La vista a la Zona Arqueológica se realiza exclusivamente en una ruta guida por personal del Parque cumpliendo con el principio de conservación anteriormente mencionado, y ampliando sobre el terreno el de difusión ofrecido en el Centro.

La limitación de la zona a visitar y del número de componentes del grupo (15) viene motivada tanto por la conservación de la zona, amortiguando el posible impacto de una masificación y evitando que la presencia de visitantes continúe deteriorando los bienes, como en el aspecto divulgativo: los grupos reducidos ofrecen una mejor interacción entre el guía y los miembros del grupo.

Esta ruta plantea un recorrido por varios de los bienes más destacados, tanto de filiación aborigen, como de factura más moderna, pero que se encuentran vinculados con la superposición cultural del territorio tan habitual en El Hierro.

Es el caso de La Cueva de Juan Baltasar, una cueva de habitación utilizada durante varias décadas el siglo XX por los diferentes medianeros que explotaron los terrenos y en cuyo vaciado, situado en las proximidades, aparecen materiales de filiación aborigen.

Poder contemplar in situ el legado patrimonial bimbache, tocar y acariciar las cicatrices de la piedra en forma de líbico-bereber, círculos convertidos en reticulados, “garabatos” que incitan a imaginar, a plantearse la motivación en la creación de lugares como Los Números o Los Letreros, sin obviar el gran interrogante: su significado, bien sea el etimológico o el simbólico.
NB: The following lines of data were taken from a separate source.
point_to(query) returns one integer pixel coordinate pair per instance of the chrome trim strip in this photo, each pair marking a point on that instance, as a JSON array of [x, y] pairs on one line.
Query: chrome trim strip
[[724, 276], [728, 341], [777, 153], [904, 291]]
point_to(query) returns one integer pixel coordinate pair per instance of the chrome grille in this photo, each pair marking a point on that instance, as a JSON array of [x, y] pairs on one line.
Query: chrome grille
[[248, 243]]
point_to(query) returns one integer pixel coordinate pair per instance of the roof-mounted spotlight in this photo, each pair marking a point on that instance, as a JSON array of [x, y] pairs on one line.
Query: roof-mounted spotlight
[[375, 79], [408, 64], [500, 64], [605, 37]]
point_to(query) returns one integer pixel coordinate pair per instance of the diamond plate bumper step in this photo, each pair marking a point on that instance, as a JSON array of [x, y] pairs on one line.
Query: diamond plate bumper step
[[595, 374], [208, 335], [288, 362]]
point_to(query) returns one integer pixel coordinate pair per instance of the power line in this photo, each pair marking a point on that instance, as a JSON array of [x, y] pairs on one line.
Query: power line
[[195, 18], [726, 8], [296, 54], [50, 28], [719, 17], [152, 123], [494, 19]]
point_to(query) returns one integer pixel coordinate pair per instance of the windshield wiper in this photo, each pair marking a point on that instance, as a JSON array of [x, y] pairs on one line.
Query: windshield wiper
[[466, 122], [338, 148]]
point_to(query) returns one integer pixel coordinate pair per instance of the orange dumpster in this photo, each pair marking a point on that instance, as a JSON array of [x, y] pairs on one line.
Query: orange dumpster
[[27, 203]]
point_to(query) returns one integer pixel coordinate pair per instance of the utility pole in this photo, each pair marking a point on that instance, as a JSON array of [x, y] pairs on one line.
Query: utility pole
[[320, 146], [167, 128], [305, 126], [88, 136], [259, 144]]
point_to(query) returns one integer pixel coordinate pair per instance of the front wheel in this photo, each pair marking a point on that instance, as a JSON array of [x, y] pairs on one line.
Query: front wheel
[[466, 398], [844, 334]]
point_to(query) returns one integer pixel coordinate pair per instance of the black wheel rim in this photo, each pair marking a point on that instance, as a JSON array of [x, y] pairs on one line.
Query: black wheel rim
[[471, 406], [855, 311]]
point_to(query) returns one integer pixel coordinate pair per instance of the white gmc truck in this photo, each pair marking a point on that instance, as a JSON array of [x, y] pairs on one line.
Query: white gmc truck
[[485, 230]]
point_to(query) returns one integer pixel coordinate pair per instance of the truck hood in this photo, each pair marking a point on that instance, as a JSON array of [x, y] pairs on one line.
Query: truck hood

La visita sobre terreno es seguir los pasos de generaciones anteriores que utilizaron este espacio como parte importante de sus vidas, bien sea de manera festiva, bien como zona de trabajo o sencillamente como lugar y punto de reunión.

Los concheros nos hablan de comidas comunales, esas guatatiboas tan comunes en el paisaje festivo y cultural herreño, nexo de unión del grupo, acontecimiento donde compartir desde lo humano a lo sagrado.